At the root of this mission is the fact that God “wants to cure the entirety of man and in the Gospel the treatment of the body is a sign of the most profound cure which is the remission of sins,” the Pope stated.
“It’s no surprise, then, that Mary, mother and model of the Church is invoked and venerated as ‘Salus informorum, Health of the sick.’” The Blessed Mother, Pope Benedict taught, has always shown a special “mindfulness” for the suffering by offering her example as the “first and perfect” disciple of her Son.
Referring to the 25th anniversary of the Pontifical Council for Health Ministry, the Pope said that their ministry is “a privileged expression of this mindfulness” of Mary.
The Holy Father also reflected on the readings which were especially relevant to the celebration of the World Day for the Sick, given that they enveloped the Magnificat and the maternal role of the Church in praying for the sick.

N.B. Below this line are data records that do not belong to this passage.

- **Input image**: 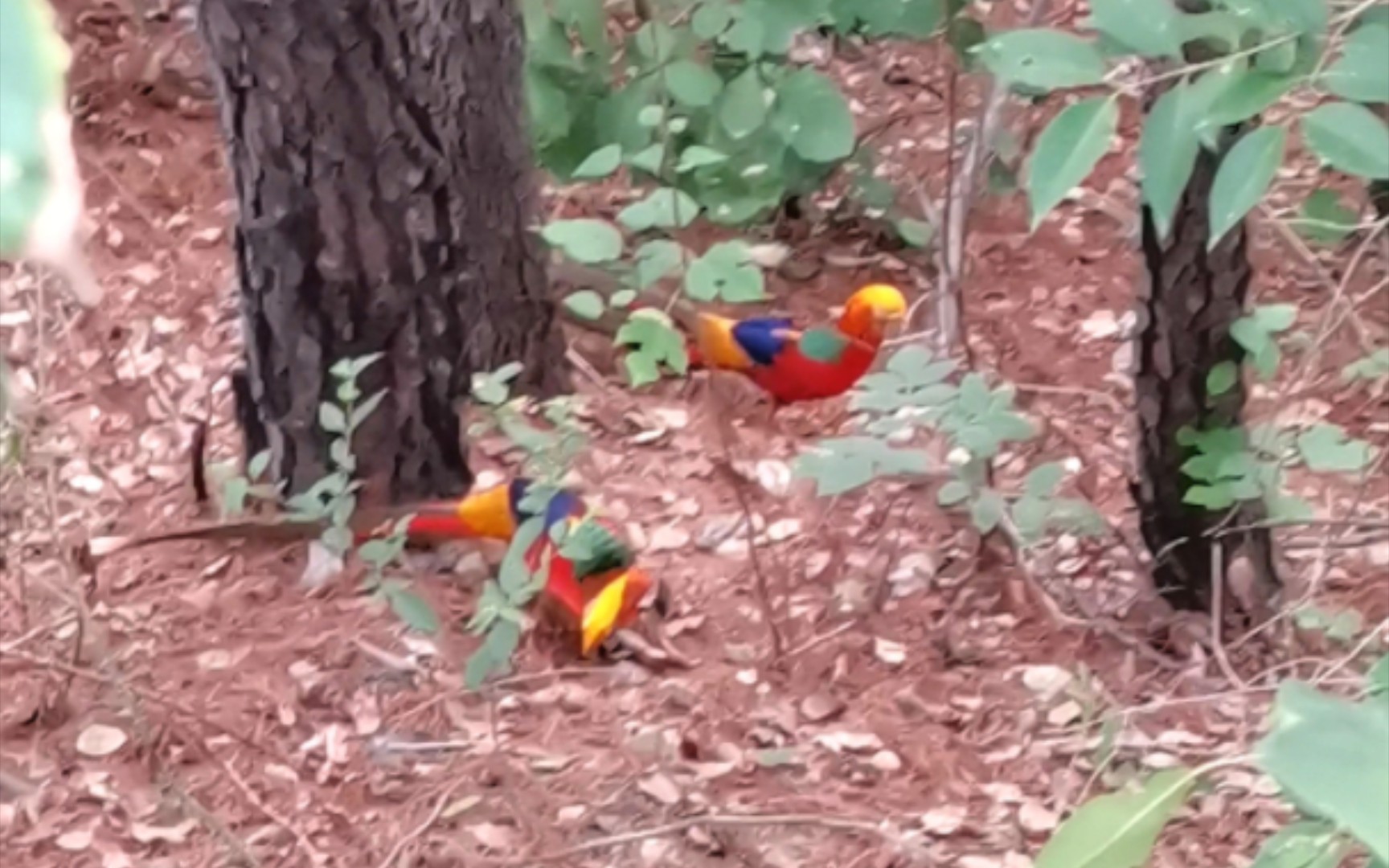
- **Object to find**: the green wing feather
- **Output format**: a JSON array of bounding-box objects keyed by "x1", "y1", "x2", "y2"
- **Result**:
[{"x1": 797, "y1": 325, "x2": 850, "y2": 364}]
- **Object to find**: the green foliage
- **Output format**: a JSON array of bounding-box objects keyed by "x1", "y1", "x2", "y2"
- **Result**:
[
  {"x1": 794, "y1": 346, "x2": 1104, "y2": 544},
  {"x1": 1036, "y1": 767, "x2": 1196, "y2": 868},
  {"x1": 1257, "y1": 681, "x2": 1389, "y2": 861},
  {"x1": 1028, "y1": 97, "x2": 1120, "y2": 231},
  {"x1": 0, "y1": 0, "x2": 71, "y2": 256}
]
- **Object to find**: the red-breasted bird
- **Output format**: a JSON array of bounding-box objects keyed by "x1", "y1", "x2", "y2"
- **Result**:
[
  {"x1": 86, "y1": 477, "x2": 653, "y2": 657},
  {"x1": 681, "y1": 284, "x2": 907, "y2": 412}
]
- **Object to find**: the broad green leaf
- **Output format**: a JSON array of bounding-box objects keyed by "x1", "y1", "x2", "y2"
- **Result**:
[
  {"x1": 574, "y1": 145, "x2": 622, "y2": 178},
  {"x1": 636, "y1": 239, "x2": 685, "y2": 289},
  {"x1": 1301, "y1": 103, "x2": 1389, "y2": 179},
  {"x1": 1035, "y1": 767, "x2": 1196, "y2": 868},
  {"x1": 386, "y1": 588, "x2": 439, "y2": 633},
  {"x1": 1090, "y1": 0, "x2": 1182, "y2": 59},
  {"x1": 564, "y1": 289, "x2": 607, "y2": 319},
  {"x1": 540, "y1": 218, "x2": 622, "y2": 264},
  {"x1": 1206, "y1": 126, "x2": 1288, "y2": 250},
  {"x1": 1202, "y1": 69, "x2": 1296, "y2": 129},
  {"x1": 1250, "y1": 820, "x2": 1343, "y2": 868},
  {"x1": 1026, "y1": 96, "x2": 1120, "y2": 232},
  {"x1": 1289, "y1": 187, "x2": 1360, "y2": 244},
  {"x1": 772, "y1": 69, "x2": 854, "y2": 162},
  {"x1": 1257, "y1": 681, "x2": 1389, "y2": 860},
  {"x1": 666, "y1": 59, "x2": 723, "y2": 108},
  {"x1": 318, "y1": 401, "x2": 347, "y2": 433},
  {"x1": 1137, "y1": 82, "x2": 1200, "y2": 239},
  {"x1": 462, "y1": 618, "x2": 521, "y2": 690},
  {"x1": 619, "y1": 187, "x2": 699, "y2": 229},
  {"x1": 977, "y1": 28, "x2": 1104, "y2": 90},
  {"x1": 675, "y1": 145, "x2": 727, "y2": 172},
  {"x1": 718, "y1": 65, "x2": 767, "y2": 139},
  {"x1": 685, "y1": 240, "x2": 765, "y2": 303},
  {"x1": 1297, "y1": 422, "x2": 1372, "y2": 473},
  {"x1": 1321, "y1": 23, "x2": 1389, "y2": 103},
  {"x1": 936, "y1": 479, "x2": 973, "y2": 507},
  {"x1": 1206, "y1": 361, "x2": 1239, "y2": 397}
]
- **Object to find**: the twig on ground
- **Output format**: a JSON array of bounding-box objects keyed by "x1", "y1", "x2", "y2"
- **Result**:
[
  {"x1": 486, "y1": 814, "x2": 899, "y2": 866},
  {"x1": 379, "y1": 775, "x2": 469, "y2": 868}
]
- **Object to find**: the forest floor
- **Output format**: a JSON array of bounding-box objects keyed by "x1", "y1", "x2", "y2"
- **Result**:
[{"x1": 0, "y1": 0, "x2": 1389, "y2": 868}]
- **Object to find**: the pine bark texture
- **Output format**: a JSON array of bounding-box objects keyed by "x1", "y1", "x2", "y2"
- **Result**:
[
  {"x1": 1133, "y1": 135, "x2": 1276, "y2": 610},
  {"x1": 199, "y1": 0, "x2": 567, "y2": 500}
]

He presented the Magnificat as the "canticle of the Virgin that exalts the marvels of God in the story of salvation," and called it a prayer not for those who always have "the wind at their back," but as a "thanksgiving from those who know the dramas of life, but confide in the redemptive workings of God."
"It's a song," Benedict XVI elaborated, "that expresses the faith tested by generations of men and women that have put their hope in God and they have worked on the first hand, like Mary, to be of aid to brothers in need." In the canticle, he added, we hear the voice of the charity of the saints.
"Through the centuries, the Church shows signs of the love of God, that continues to work great things in humble and simple people," the Pope remarked.
Benedict XVI also spoke of the role of priests, through whom Jesus continues to work, and their "alliance of evangelical 'solidarity'" with the sick. In the Book of James, he noted, it is written that he who is sick "should summon the presbyters of the church."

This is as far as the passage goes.